Early Career Research Award from the Society for the Study of School Psychology helps Kiperman develop video series promoting LGBTQ+ youth wellness
The Wayne State University College of Education was awarded $20,000 from the Society for the Study of School Psychology to support "P.S.: LGBTQ+ Youth Matter": Evaluating an Affirming Program Promoting LGBTQ+ Youth Wellness. The project is led by Sarah Kiperman, Ph.D., assistant professor of educational psychology.
"P.S.: LGBTQ+ Youth Matter" is a free, online psychoeducational video series Kiperman and her research team, Project Support, co-developed with their LGBTQ+ youth partners. Youth can access the videos in spaces with Wi-Fi where they feel safe. Kiperman said this was important because many LGBTQ+ youth are not out to their families, which often prevents them from accessing mental health services or talking to their family about what it means to be LGBTQ+.
“This project is a culmination of the commitment, passion and hard work of my research team, without whom none of this would have been possible,” said Kiperman. “It is also a testament to the power of partnerships. We collaborated with local LGBTQ+ youth through Affirmations and Michigan Organization of Adolescent Sexual Health to learn what they would want from a therapeutic program developed just for them.”
The series features a Michigan-based LGBTQ+ youth, who discusses what being part of the community means to him, his experience of coming out, and what has been helpful for him to know and learn. Kiperman, a licensed psychologist, nationally certified school psychologist and registered play therapist, and Gabriel DeLong, the Project Support Lab manger and a counseling psychology doctoral student, also appear in the series. They share information and insights that encourage viewers to recognize the importance of prioritizing their mental health and wellness and offer skills training in cognitive reframing, mindfulness, distress tolerance and crisis management.
“The program is based on empirical and evidence-based practices that, when used with integrity, relate to improved mental health outcomes,” said Kiperman. “Every video in the series has a psychoeducation component and offers a cognitive reframe.”
As the project expanded, Kiperman said the team developed relationships with other organizations, including The Cruz Clinic, Bloomfield Hills School District, Therapyology and the Counseling Center of West Michigan. She also acknowledged David Merolla, Ph.D., associate professor and chair of the sociology department, who served as her faculty mentor through Wayne State’s mentoring program.
“He helped me secure this grant,” Kiperman said. “He has been a great resource for me, and his expertise in quantitative research complemented my qualitative focus.”
According to Kiperman, LGBTQ+ youth experience minority stressors and barriers to accessing services. Additional barriers such as homo/transphobia and heterosexism may exist in their homes and further inhibit their ability to have supportive conversations about what it means to be LGBTQ+, how to lead healthy and affirming lives, and what coming out could look like.
“While this series addresses these barriers, it is not meant to replace therapy or mental health services,” said Kiperman. “However, it begins to address the service access gap for LGBTQ+ youth. Not being out to their families and friends, general judgement of therapy or disaffirming providers can greatly impact the ability of LGBTQ+ youth to access affirming services.”
P.S.: LGBTQ+ Youth Matter was developed using the Participatory Culture Specific Intervention Model approach, in which community stakeholders — in this case, LGBTQ+ youth — are partners in developing programs to ensure they reflect the values of the community being served.
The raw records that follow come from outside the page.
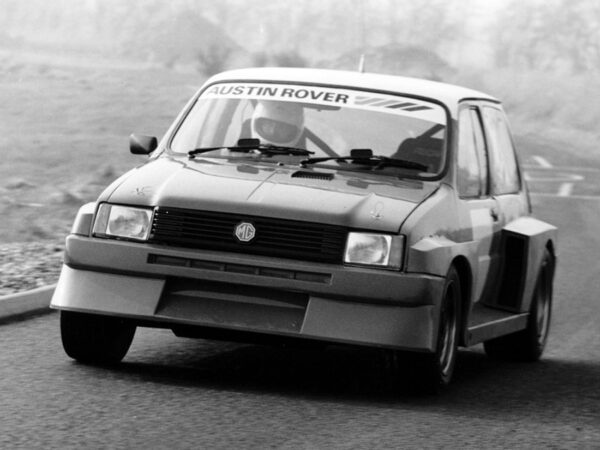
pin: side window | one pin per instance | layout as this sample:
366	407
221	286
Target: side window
503	163
472	161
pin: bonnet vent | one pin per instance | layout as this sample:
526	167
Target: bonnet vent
313	175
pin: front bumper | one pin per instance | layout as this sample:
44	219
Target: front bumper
169	287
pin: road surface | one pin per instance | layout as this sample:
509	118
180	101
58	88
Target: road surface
184	393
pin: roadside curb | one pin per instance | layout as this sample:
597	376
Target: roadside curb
35	300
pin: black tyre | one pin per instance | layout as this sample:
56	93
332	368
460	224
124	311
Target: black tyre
95	339
431	373
529	344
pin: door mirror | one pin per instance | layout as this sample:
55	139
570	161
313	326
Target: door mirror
142	145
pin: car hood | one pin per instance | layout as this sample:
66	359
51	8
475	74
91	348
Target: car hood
358	200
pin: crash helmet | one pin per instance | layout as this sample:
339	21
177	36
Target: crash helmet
278	123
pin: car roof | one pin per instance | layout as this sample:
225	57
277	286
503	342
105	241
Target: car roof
448	94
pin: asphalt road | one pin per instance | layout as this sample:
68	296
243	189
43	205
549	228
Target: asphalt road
184	393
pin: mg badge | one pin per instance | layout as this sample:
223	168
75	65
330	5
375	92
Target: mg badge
245	232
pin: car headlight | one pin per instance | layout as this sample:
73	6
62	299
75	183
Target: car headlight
123	222
382	250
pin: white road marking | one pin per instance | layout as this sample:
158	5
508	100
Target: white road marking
558	177
571	197
542	162
565	190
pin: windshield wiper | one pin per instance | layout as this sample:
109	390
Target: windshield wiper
366	156
247	145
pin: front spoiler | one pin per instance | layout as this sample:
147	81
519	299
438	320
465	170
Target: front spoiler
256	304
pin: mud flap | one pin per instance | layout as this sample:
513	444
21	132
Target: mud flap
523	244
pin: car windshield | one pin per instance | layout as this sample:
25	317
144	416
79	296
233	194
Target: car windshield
328	122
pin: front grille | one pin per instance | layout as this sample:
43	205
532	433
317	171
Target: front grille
274	237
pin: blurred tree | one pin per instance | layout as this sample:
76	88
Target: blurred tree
557	34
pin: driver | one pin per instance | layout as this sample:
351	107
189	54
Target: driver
278	123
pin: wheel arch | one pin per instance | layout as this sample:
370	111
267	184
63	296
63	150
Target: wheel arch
465	275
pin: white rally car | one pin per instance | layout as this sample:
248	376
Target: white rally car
318	206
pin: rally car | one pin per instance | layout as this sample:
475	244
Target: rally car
321	207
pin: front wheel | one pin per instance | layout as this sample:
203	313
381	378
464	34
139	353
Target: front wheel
528	344
433	372
95	339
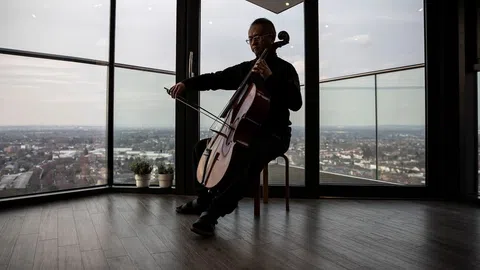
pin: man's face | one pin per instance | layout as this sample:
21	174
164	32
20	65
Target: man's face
260	38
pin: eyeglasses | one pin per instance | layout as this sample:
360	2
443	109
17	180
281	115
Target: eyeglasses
256	38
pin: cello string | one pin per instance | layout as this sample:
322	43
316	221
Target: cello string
199	109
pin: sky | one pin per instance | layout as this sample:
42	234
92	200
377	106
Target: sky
355	36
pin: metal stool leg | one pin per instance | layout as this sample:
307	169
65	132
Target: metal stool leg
265	184
287	183
256	200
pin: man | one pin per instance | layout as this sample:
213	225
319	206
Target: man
281	81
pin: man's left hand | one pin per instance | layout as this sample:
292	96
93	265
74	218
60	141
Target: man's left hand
262	68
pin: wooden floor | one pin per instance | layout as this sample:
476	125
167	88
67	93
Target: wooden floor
134	231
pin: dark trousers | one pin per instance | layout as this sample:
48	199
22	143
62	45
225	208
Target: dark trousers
243	175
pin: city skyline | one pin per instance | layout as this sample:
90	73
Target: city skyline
63	93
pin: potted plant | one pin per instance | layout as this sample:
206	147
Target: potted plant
142	169
165	175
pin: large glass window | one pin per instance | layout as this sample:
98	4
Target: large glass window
224	29
347	131
52	125
64	27
372	126
146	33
144	122
144	125
401	127
362	36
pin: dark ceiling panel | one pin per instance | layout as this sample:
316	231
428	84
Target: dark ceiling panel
276	6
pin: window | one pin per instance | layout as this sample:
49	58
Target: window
372	126
223	36
347	132
362	36
73	28
144	122
146	33
52	125
401	127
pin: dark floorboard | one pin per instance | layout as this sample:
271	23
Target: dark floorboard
138	231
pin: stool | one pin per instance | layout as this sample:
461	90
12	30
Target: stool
265	188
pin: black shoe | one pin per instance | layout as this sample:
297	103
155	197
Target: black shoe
205	225
191	208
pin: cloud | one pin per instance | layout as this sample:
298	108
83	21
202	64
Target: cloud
363	39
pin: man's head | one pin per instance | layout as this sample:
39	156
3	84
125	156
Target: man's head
261	35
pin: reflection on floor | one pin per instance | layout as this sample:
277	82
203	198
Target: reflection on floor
133	231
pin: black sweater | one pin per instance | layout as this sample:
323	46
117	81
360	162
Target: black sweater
283	86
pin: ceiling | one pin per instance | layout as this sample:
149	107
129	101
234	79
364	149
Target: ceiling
276	6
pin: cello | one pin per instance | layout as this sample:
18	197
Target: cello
243	115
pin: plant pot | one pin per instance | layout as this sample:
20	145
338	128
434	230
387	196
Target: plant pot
165	180
142	180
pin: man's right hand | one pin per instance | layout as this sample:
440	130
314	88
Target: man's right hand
177	89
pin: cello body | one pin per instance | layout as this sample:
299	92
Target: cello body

Kiperman said she is writing a book chapter about social justice in mixed methods research and is excited about piloting this method for this project.
Kiperman will use the Early Career Research Award to help fund a pilot of the video series to obtain feedback from LGBTQ+ youth about its efficacy, acceptability and integrity. She hopes this process will result in a therapeutic tool LGBTQ+ youth between the ages of 14-18 can access through schools and community organizations or on their own and use to make sense of what it means to be LGBTQ+ to them in a validating, affirming and safe context.
“As a research team composed of mental health practitioners and graduate students, we hope to offer our knowledge of evidence-based mental health practices and program development and benefit from the expertise of our community partners as they share their own lived experiences,” said Kiperman. “Marrying these areas of expertise has been exciting and led to the development of a meaningful program. However, it is only meaningful if LGBTQ+ youth endorse it as such. The pilot will help us determine whether we are moving in the right direction.”